Second: https://pds-ppi.igpp.ucla.edu/collection/urn:nasa:pds:mess-rs-raw:data-odf

🎉 I&T

No response

jordanpadams commented 2 days ago

here is the code snippet. we just need to add this to a notebook.

import pds.peppi as peppi
import pdr
import os

from urllib.request import urlretrieve

client = peppi.PDSRegistryClient()

products = peppi.Products(client).of_collection("urn:nasa:pds:mess-rs-raw:data-rsr::1.0")
for p in products:
    print(p.properties['lidvid'], p.properties['ops:Label_File_Info.ops:file_ref'], p.properties['ops:Data_File_Info.ops:file_ref'])

    # download label
    local_label_path = p.properties['ops:Label_File_Info.ops:file_ref'][0].split('/')[-1]
    urlretrieve(p.properties['ops:Label_File_Info.ops:file_ref'][0], local_label_path)

    # download product
    local_data_path = p.properties['ops:Data_File_Info.ops:file_ref'][0].split('/')[-1]
    urlretrieve(p.properties['ops:Data_File_Info.ops:file_ref'][0], local_data_path)

    # use Planetary Data Reader to read the data into a pandas DataFrame
    data = pdr.read(os.path.abspath(local_label_path))
    print(data.keys())

    # output pandas DataFrame
    data['MESSENGER_Radio_Science_Receiver_(RSR)_raw_data']

    # convert to csv
    print(f'outputting CSV {local_data_path}.csv')
    data['MESSENGER_Radio_Science_Receiver_(RSR)_raw_data'].to_csv(f'{local_data_path}.csv')
    break
collinss-jpl commented 2 days ago

Thanks @jordanpadams, I was just looking over this code in the email thread and it occurred to me that this code should definitely land in a notebook in the peppi repo, but as a means of addressing this issue: https://github.com/NASA-PDS/peppi/issues/49

@tloubrieu-jpl and I were discussing that issue at the breakout yesterday, and my main blocking issue was the lack of understanding on how "drill down" through the PDS info model (via peppi) to get to concrete data, and this snippet seems like a perfect example.
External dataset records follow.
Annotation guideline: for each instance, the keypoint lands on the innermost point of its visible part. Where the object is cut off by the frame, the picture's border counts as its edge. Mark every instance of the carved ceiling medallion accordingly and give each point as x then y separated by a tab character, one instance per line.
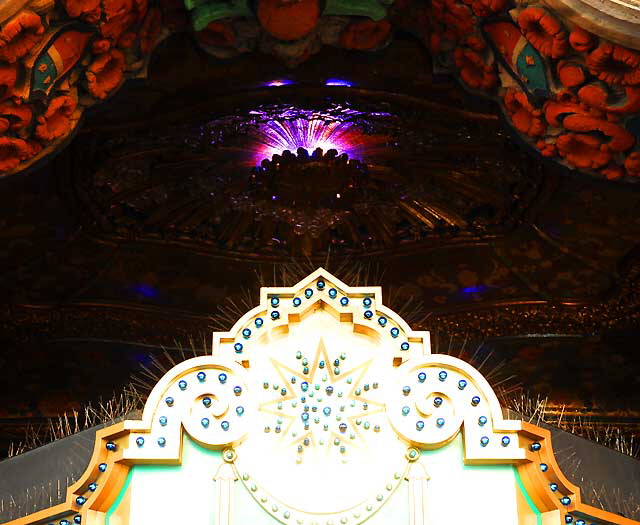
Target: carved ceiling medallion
255	182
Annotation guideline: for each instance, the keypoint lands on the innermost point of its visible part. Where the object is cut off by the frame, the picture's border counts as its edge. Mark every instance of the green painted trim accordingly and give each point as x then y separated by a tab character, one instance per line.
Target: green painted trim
118	500
527	498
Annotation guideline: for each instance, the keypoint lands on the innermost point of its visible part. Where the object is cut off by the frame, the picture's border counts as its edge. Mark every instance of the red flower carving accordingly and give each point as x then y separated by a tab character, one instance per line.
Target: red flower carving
524	116
596	96
19	35
544	31
365	34
583	151
105	73
613	171
570	74
619	138
632	164
89	10
14	116
13	151
546	149
474	71
581	40
56	122
615	64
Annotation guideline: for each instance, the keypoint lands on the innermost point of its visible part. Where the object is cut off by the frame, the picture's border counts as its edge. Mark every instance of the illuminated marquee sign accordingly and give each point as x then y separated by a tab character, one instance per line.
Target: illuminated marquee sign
322	407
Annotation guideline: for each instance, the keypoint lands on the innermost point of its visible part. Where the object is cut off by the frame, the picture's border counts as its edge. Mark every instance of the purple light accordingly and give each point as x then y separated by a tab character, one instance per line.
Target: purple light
277	128
145	290
277	136
338	82
475	289
280	82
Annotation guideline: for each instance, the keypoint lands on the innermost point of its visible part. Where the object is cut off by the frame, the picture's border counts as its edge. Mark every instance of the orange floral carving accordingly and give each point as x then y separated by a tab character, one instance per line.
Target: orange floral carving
56	122
100	45
150	30
14	116
474	71
476	43
19	35
544	31
524	116
615	64
583	151
288	19
546	149
554	110
570	74
8	76
218	34
86	9
619	138
613	171
632	164
365	34
581	40
596	96
13	151
105	73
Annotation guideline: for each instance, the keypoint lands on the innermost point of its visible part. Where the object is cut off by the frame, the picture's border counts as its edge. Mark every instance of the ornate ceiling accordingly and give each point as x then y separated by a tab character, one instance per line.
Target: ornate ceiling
165	204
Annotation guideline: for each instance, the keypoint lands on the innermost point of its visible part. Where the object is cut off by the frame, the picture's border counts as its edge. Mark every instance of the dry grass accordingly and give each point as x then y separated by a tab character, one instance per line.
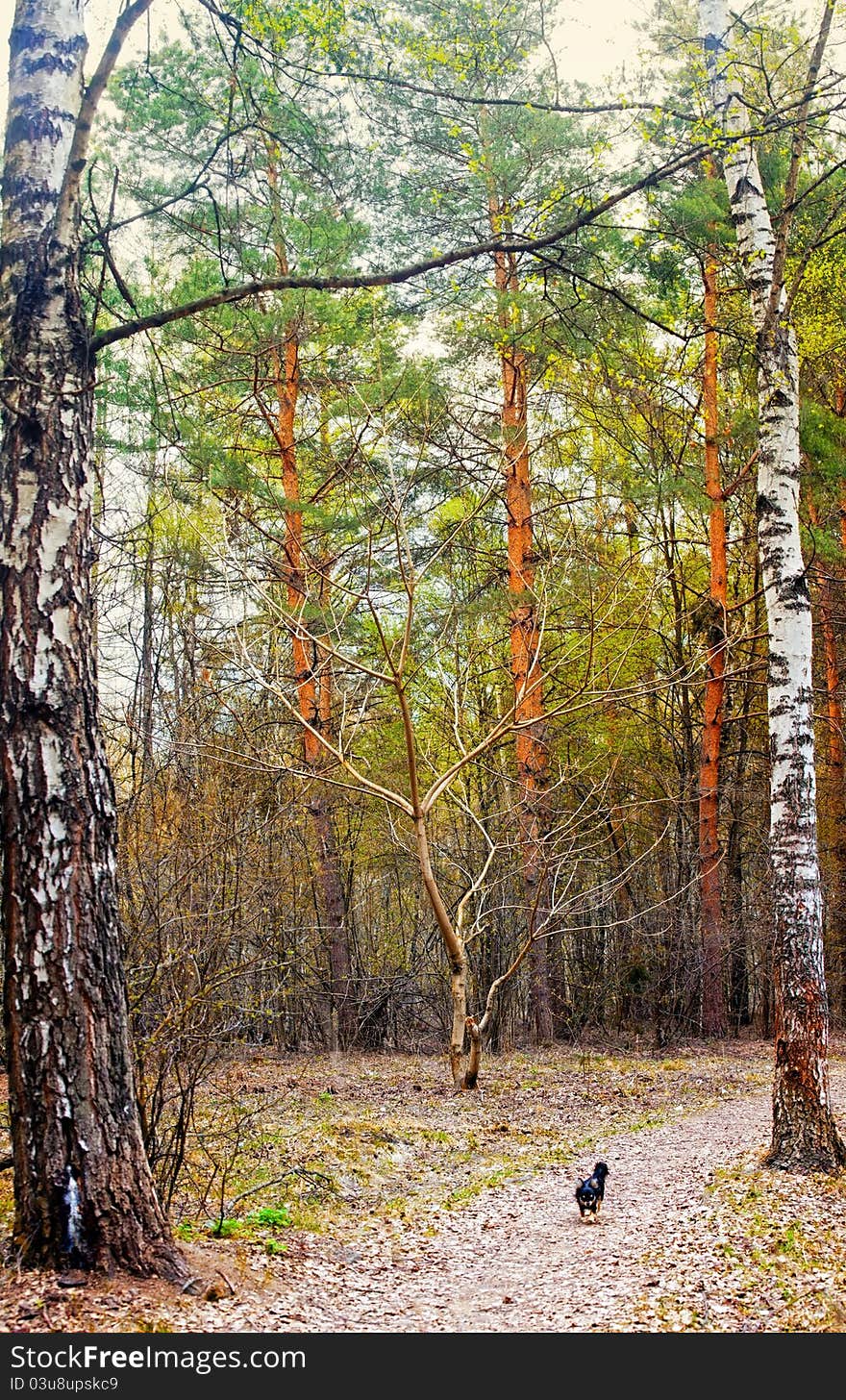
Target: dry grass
296	1150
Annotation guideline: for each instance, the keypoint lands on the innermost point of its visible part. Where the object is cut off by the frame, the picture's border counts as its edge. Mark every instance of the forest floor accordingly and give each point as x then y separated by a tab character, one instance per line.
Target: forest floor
358	1193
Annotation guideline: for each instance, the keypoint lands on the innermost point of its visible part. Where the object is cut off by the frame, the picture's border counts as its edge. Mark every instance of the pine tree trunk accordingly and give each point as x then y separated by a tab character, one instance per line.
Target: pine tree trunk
83	1188
805	1130
312	682
533	749
710	903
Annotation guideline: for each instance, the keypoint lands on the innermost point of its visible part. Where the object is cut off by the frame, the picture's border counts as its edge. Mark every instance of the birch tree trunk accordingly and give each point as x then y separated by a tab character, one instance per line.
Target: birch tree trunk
805	1130
710	896
83	1188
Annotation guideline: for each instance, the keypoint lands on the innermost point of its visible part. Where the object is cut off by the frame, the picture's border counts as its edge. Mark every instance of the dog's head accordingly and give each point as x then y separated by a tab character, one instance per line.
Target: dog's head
587	1197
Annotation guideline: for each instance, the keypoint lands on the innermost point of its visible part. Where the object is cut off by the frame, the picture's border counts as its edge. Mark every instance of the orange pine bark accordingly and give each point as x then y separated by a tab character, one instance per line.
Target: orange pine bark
312	671
312	679
531	745
710	902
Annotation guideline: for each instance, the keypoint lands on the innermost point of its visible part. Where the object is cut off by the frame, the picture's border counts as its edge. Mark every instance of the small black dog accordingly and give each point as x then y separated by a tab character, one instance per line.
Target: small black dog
590	1191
Thomas, do you think creating a notebook out of the code sample above and providing it to Onur would be sufficient to address https://github.com/NASA-PDS/peppi/issues/49 as well?

tloubrieu-jpl commented 2 days ago

Yes, the right place for the notebook is the repository 'search-api-notebook'.

tloubrieu-jpl commented 2 days ago

And right, @collinss-jpl , the notebook implementing Jordan's code would be enough to provide to Onur.